Introduction

Nitrophenols are some of the most important contaminants present in the environment. They are used in various manufacturing processes for products such as pesticides, pharmaceuticals, plastics, azo dyes, pigments, wood preservatives, rubber chemicals, and explosives [1]. Because of their toxicity and carcinogenicity, some of them are included in the list of priority pollutants in many countries and are required to be determined. For instance, p-nitrophenol is one of the 129 organic pollutants listed by the United States Environmental Protection Agency (US-EPA) as carcinogens and perilous to human beings as well as the environment [2]. Furthermore, p-nitrophenol damages mitochondria and inhibits energy metabolism in human and animals [3]. Therefore, developing a simple, rapid, and environmentally friendly method for monitoring their presence in the environment is crucial.
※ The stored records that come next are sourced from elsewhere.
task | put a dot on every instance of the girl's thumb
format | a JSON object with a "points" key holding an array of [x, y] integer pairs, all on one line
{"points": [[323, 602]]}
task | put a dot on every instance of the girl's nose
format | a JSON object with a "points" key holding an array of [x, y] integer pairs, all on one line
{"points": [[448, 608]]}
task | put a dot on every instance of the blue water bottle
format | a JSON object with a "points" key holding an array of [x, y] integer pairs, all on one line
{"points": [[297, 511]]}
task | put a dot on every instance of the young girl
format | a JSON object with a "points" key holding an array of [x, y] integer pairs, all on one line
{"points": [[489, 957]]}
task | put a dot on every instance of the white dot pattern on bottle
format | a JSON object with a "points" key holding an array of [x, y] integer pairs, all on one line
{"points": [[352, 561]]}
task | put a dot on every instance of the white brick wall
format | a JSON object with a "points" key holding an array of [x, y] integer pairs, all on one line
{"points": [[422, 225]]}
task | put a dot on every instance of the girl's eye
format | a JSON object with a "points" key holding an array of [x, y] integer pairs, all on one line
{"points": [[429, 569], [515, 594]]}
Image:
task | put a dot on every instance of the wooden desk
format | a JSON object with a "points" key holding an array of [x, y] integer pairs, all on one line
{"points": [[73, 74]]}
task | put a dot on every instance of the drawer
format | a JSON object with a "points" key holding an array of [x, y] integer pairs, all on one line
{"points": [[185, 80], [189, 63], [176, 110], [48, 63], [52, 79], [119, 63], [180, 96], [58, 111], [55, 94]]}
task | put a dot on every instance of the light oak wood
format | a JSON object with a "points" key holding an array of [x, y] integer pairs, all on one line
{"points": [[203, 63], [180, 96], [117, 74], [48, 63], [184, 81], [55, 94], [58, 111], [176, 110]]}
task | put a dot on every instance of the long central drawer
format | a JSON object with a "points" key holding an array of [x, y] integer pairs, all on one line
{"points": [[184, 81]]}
In many analytical procedures, sample pretreatment is usually necessary for the determination of trace analytes in samples. Up to now, various pretreatment techniques have been developed to extract nitrophenols from aqueous samples, such as solid-phase extraction (SPE) [4, 5], solid-phase microextraction (SPME) [6, 7], single-drop microextraction (SDME) [8], and hollow-fiber liquid-phase microextraction (HF-LPME) [9]. However, SPE requires large volumes of toxic solvent, and the process is complicated and time consuming [10]. The primary advantages of SPME are its solvent-free nature and ability to be easily miniaturized [11]; unfortunately, the fibers used in SPME are relatively expensive, and the fused silica is fragile and easily broken [12, 13]. The shortcomings of SDME include instability and volatility of the extraction solvent [14]. Although HF-LPME is simple and consumes a small amount of organic solvent, long extraction times are often encountered [15].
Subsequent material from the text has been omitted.